Tuesday, July 7, 2009

Tim Cahill: Not a Real Indy

For the record, Tim Cahill doesn't -- and won't -- count as the first tremor in the anti-major party earthquake.

Just like John Anderson, Joe Lieberman, or, shoot, Christy Mihos, major party exiles who simply leave their party because they don't or won't get nominated and then try to run down between the two flanks don't count to me as real, organic Independents (as I just saw in a Kad Barma comment on RSOL, that gets filed under the 'Bald Gamesmanship' category).

I still don't know about celebrities, either, whether it's a big name outside the state (Jesse Ventura) or a big name inside the state (Angus King). They still get credit because they can step outside of traditional lines and owe fewer favors, though.


C R Krieger said...


So, I am thinking about independents (I must admit that the first thing I thought about when I read the Tim Cahill rumor in The Globe was "Please, don't say he is becoming a Republican."

Let us assume that in the 2010 election we elect 200 true independents to the Great and General Court.  In electing a Senate President and a Speaker of the House, do they divide up into groups pushing their favorite candidates.  As 2011 fades into 2012 how do they divide up to help each other raise money?  That is to say, will they have found that there are differences of opinion and that to achieve their aims some of them will have to elect more like-minded people and if so, will they band together to get such people elected in districts different from those held by their "like-minded" fellow legislators?
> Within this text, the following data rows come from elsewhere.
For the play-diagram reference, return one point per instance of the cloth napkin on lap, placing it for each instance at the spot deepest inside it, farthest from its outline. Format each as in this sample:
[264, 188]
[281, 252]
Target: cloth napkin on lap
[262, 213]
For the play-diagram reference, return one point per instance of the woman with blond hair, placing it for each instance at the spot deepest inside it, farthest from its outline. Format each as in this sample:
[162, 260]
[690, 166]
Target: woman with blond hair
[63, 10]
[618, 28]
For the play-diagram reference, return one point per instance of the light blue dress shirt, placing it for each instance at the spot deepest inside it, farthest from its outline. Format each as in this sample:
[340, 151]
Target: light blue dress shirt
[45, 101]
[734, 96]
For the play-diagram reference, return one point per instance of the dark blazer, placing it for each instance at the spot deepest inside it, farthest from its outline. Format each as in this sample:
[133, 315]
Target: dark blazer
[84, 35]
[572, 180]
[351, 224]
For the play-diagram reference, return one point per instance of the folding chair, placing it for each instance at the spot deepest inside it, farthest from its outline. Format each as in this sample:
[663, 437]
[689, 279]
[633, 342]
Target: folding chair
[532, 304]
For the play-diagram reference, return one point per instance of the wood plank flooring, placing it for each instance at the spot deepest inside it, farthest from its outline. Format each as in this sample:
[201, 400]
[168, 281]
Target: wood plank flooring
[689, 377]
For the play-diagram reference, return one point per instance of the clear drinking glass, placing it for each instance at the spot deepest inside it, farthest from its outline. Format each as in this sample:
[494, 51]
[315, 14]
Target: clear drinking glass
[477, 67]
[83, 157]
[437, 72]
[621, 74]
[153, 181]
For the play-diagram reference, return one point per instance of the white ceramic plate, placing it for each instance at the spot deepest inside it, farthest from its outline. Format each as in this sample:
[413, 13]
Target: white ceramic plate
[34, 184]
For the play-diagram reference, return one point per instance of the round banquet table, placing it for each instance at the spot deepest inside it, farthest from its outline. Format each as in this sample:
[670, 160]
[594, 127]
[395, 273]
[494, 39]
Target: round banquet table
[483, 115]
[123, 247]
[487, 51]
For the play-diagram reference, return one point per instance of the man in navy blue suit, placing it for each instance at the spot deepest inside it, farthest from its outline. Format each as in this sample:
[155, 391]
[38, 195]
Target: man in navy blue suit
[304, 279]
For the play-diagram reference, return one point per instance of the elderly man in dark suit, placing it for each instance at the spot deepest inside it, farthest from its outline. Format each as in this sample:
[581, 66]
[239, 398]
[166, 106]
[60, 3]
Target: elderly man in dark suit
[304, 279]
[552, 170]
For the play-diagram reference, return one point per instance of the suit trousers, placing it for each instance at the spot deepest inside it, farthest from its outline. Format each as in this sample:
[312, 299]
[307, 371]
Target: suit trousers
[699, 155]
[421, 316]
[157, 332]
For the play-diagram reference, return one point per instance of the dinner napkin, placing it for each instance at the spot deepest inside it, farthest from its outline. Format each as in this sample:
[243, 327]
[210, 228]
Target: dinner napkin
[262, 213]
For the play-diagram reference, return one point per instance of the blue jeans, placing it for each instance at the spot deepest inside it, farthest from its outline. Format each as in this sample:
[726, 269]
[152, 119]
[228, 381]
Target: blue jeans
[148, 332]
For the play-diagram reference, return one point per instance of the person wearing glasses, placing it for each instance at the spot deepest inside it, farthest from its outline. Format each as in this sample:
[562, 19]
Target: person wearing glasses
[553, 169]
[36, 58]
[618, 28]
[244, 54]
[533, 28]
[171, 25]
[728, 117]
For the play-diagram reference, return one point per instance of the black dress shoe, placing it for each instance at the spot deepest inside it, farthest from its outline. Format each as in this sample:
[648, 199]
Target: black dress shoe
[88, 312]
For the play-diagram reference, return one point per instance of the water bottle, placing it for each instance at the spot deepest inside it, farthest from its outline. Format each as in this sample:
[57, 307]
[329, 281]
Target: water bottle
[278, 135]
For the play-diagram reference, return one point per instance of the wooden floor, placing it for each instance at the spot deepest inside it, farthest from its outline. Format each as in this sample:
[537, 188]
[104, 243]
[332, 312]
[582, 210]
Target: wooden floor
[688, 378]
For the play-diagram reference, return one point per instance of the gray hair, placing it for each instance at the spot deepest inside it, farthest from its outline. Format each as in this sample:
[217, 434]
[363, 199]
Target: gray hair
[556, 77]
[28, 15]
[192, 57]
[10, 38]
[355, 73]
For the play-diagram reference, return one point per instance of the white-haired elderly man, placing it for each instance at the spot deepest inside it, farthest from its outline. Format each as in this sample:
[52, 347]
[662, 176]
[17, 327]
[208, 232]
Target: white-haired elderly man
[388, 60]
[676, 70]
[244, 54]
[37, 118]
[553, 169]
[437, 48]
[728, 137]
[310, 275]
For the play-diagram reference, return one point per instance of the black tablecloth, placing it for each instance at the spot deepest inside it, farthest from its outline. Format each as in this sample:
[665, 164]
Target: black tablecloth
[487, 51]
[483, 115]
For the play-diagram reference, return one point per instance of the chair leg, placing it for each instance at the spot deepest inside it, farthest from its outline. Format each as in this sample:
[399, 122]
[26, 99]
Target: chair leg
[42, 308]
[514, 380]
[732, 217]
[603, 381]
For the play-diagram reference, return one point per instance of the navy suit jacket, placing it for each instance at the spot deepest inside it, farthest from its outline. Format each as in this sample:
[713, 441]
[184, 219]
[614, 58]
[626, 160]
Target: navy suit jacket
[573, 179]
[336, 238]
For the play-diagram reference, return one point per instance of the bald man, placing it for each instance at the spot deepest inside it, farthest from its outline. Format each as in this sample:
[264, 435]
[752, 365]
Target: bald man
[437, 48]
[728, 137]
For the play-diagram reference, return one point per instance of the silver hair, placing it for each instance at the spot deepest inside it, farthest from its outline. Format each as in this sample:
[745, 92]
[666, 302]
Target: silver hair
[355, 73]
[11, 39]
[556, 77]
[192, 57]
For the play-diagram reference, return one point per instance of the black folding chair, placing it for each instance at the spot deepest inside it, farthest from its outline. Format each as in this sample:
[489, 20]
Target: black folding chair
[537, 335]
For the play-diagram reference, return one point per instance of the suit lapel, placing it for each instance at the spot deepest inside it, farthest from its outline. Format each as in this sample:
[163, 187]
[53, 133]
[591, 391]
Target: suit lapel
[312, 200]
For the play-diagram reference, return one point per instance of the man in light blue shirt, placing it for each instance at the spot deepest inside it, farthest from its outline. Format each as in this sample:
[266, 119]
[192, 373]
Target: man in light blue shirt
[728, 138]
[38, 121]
In a six words, when do the factions become "parties"?

Regards  —  Cliff

The New Englander said...


Not long thereafter, and especially when you consider the Committee system in the House and Senate. I will confess that electing an Indy to either body might be a loss for the home district, because you wouldn't have a committee chair (or potential committee chair, that is).

The best places it would work is an executive position (i.e. a Governor, Mayor, or President) as opposed to someone in a legislative body.

Plus, I recognize and accept the argument that there are not really two parties in America, there are 100. And what it means to be a Republican in Massachusetts is often very different from what it would mean in, say, Alabama.


C R Krieger said...

re Alabama.

In my lifetime it meant to be a Democrat.